Os números são considerados "graves" por atuais e antigos dirigentes militares que alertam para as consequências que podem gerar, como a de Portugal esgotar os seus recursos perante os compromissos que mantém com a NATO. “Podemos ter ainda resposta para esses compromissos, que são muitos, mas ficamos sem nada”, alerta o Tenente-General José Garcia Leandro, garantindo que a “situação que o País passa é grave” e salientando que “há muito tempo que os efetivos estão a cair”.
A solução, argumenta o Tenente-general na reserva, passa por subir os salários das bases, onde as várias associações do setor da Defesa garantem estar concentrado o problema, já que, como argumenta o Cabo-Mor Paulo Amaral, presidente da Associação de Praças, os salários das posições hierarquicamente mais baixas, equivalente ao Salário Mínimo Nacional, "estão a aproximar-se das posições remuneratórias logo acima da base, que não têm sido aumentadas".
Da mesma opinião é o major-General Vítor Viana, que foi chefe de gabinete do Ministério da Defesa Nacional entre 2005 e 2010, para quem o momento atual de guerra na Ucrânia deve ser aproveitado pelos decisores políticos para mudar o cenário: “Há uma maior abertura da opinião pública para justificar um maior investimento nas Forças Armadas”, diz, acrescentando: “Vão ter de aumentar o vencimento dos praças. Falta dar este passo em frente, enquanto não se der este passo, o efetivo vai continuar a baixar ano após ano”.
Vítor Viana, que foi também Diretor do Instituto de Defesa Nacional garante que, para além da saída de militares por não conseguirem desenvolver as suas carreiras, o recrutamento tem também sofrido com os baixos salários na carreira militar. “Tem-se feito imenso, tentámos por toda as vias dar aos jovens a informação de que as Forças Armadas são essenciais, mas não chega, falta subir os salários da base e tem havido alguma remitência em concordar com isto”, refere.

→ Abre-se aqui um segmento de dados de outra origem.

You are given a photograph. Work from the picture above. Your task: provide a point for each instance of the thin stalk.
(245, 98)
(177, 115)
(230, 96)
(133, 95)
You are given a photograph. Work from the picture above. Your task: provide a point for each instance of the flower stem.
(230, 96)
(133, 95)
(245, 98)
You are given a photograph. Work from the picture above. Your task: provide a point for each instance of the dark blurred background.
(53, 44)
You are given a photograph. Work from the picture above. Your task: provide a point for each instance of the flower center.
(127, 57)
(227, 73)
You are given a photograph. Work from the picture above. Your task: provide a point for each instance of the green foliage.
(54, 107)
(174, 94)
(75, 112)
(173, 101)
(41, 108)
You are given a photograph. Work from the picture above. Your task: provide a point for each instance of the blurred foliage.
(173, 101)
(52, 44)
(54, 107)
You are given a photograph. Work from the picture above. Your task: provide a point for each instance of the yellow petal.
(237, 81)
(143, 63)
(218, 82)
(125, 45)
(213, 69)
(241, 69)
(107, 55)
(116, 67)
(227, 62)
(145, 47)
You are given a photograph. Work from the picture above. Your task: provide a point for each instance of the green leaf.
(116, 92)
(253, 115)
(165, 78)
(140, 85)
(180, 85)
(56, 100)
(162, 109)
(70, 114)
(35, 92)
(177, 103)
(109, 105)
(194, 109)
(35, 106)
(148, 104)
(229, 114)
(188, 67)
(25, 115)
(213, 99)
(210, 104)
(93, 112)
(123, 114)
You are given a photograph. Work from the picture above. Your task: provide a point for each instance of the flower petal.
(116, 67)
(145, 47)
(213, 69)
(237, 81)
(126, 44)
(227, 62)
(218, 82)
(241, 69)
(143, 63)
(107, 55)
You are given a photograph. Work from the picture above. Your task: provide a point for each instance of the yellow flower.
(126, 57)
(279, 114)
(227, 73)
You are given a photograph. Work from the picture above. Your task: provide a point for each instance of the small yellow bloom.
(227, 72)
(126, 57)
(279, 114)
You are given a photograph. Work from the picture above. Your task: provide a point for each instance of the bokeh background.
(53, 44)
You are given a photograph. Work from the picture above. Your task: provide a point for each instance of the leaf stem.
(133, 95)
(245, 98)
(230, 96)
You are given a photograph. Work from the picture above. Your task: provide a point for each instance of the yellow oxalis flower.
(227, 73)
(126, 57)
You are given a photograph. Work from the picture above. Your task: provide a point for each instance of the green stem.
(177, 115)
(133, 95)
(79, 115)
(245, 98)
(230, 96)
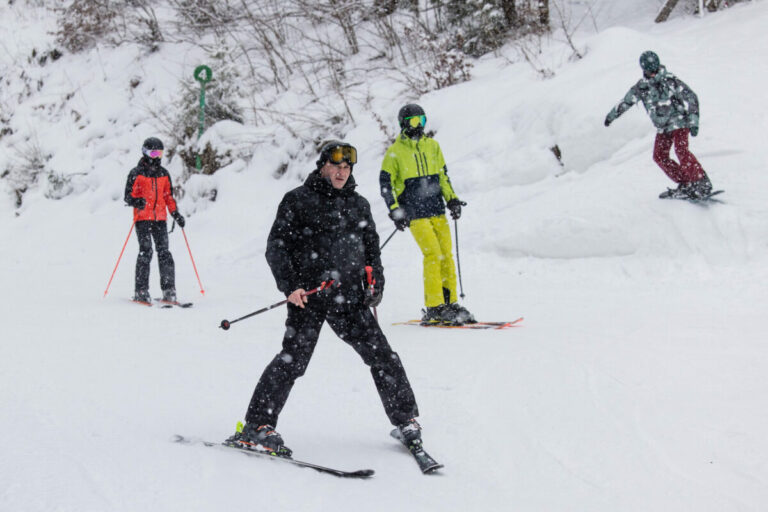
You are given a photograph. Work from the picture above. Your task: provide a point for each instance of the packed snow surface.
(637, 380)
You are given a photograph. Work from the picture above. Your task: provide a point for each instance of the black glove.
(400, 218)
(455, 206)
(179, 219)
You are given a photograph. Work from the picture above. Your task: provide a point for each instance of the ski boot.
(699, 189)
(460, 314)
(438, 315)
(410, 431)
(261, 438)
(169, 295)
(675, 193)
(142, 296)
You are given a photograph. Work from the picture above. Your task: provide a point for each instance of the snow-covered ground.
(636, 381)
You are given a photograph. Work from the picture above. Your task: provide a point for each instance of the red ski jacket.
(153, 184)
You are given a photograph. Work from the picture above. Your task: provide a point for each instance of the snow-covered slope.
(636, 381)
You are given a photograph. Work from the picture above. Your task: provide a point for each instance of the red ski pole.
(225, 324)
(193, 261)
(119, 258)
(371, 282)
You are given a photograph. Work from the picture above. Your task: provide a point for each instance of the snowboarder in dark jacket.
(150, 191)
(674, 110)
(324, 232)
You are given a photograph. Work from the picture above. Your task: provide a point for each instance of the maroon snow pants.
(689, 169)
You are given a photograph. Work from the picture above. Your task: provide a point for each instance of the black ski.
(362, 473)
(426, 463)
(476, 325)
(171, 303)
(709, 198)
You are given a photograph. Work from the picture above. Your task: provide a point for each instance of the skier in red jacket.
(150, 192)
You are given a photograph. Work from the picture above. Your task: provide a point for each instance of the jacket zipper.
(154, 207)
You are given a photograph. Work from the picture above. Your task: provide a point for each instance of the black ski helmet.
(349, 153)
(649, 62)
(408, 110)
(151, 144)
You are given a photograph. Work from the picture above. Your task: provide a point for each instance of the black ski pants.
(146, 230)
(357, 328)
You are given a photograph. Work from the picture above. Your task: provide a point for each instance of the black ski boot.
(699, 189)
(410, 431)
(169, 295)
(460, 314)
(675, 193)
(142, 296)
(262, 438)
(441, 314)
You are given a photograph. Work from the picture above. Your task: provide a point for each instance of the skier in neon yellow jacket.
(415, 185)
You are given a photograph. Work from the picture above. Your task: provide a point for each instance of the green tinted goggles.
(415, 121)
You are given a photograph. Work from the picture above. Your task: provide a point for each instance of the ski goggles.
(416, 121)
(338, 154)
(153, 153)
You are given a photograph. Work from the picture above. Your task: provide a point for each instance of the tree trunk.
(666, 11)
(510, 13)
(544, 13)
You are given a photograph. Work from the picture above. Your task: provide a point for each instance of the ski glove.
(400, 218)
(373, 297)
(139, 202)
(179, 219)
(455, 206)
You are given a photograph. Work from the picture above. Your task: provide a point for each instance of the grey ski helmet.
(649, 62)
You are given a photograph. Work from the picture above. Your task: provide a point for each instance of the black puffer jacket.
(322, 233)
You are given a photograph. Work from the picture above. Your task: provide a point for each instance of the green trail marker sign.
(203, 74)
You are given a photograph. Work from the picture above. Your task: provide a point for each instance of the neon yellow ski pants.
(433, 235)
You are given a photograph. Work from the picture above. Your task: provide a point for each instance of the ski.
(427, 464)
(362, 473)
(477, 325)
(169, 304)
(709, 198)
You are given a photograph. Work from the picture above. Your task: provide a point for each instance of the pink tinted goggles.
(154, 153)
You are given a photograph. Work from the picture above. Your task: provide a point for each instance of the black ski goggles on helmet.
(341, 153)
(416, 121)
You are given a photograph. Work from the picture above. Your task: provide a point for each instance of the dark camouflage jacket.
(670, 103)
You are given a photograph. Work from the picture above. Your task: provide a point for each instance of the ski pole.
(458, 261)
(388, 239)
(193, 261)
(371, 282)
(225, 324)
(119, 258)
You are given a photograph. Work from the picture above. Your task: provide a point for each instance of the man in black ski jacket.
(324, 232)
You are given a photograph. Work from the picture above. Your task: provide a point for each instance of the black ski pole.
(225, 324)
(458, 261)
(388, 239)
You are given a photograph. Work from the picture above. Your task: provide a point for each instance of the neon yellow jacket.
(414, 176)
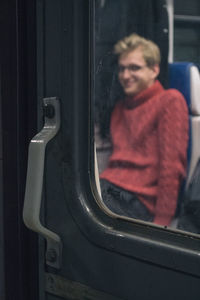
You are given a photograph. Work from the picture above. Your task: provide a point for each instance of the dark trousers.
(123, 203)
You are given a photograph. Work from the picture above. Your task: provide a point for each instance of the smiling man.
(149, 134)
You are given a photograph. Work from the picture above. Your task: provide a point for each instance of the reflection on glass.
(142, 127)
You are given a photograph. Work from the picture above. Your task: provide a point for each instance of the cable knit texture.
(150, 136)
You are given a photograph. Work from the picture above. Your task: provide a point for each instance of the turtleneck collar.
(154, 89)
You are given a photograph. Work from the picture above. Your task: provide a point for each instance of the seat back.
(185, 77)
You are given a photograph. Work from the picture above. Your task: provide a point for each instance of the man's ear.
(156, 70)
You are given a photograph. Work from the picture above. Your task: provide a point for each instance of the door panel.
(103, 257)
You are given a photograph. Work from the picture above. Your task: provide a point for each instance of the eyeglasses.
(130, 68)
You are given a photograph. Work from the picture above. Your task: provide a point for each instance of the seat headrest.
(185, 77)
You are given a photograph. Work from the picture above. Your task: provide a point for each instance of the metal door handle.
(34, 181)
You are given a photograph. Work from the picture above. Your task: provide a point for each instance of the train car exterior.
(73, 248)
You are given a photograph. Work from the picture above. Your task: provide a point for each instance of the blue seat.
(185, 77)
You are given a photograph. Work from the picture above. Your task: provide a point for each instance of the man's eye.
(134, 68)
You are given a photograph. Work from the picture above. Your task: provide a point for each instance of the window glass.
(146, 126)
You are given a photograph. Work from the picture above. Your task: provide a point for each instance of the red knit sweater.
(149, 134)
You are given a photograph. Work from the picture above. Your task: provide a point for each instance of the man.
(149, 134)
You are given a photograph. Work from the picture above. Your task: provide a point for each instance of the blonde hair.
(151, 51)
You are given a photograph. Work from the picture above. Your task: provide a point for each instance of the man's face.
(134, 75)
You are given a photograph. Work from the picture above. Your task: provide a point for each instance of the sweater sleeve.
(172, 143)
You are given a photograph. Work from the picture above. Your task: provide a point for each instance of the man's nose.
(126, 73)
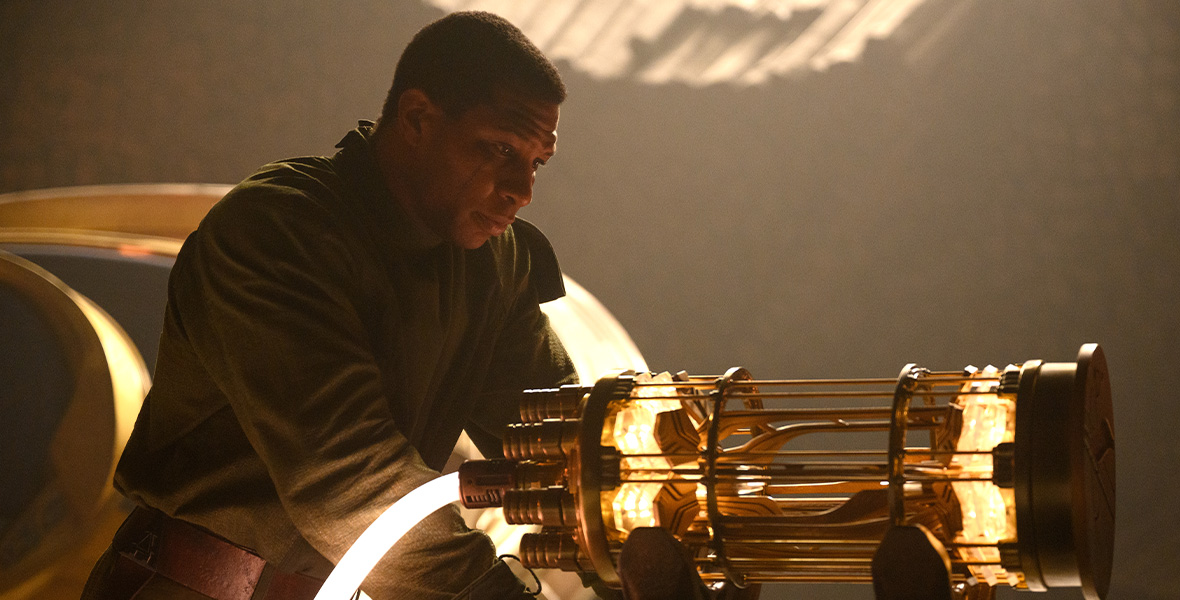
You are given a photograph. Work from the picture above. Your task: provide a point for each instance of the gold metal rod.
(774, 382)
(804, 560)
(801, 579)
(804, 541)
(826, 413)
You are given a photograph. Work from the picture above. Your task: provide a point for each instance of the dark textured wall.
(1009, 196)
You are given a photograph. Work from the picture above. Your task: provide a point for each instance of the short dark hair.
(461, 59)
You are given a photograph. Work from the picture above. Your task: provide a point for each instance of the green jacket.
(321, 353)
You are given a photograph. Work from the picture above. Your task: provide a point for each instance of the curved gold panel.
(164, 210)
(57, 532)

“Enquanto continuarem a tratar os militares de forma tão discriminatória, não há volta a dar”, avisa, por seu lado, o Sargento-mor António Lima Coelho, presidente da Associação Nacional de Sargentos, em declarações à CNN Portugal. O militar pede “coragem política” para mudar o Sistema Remuneratório das Forças Armadas, sublinhando que “não é revisto desde 2010” e que, por isso, "não tem em conta a inflação".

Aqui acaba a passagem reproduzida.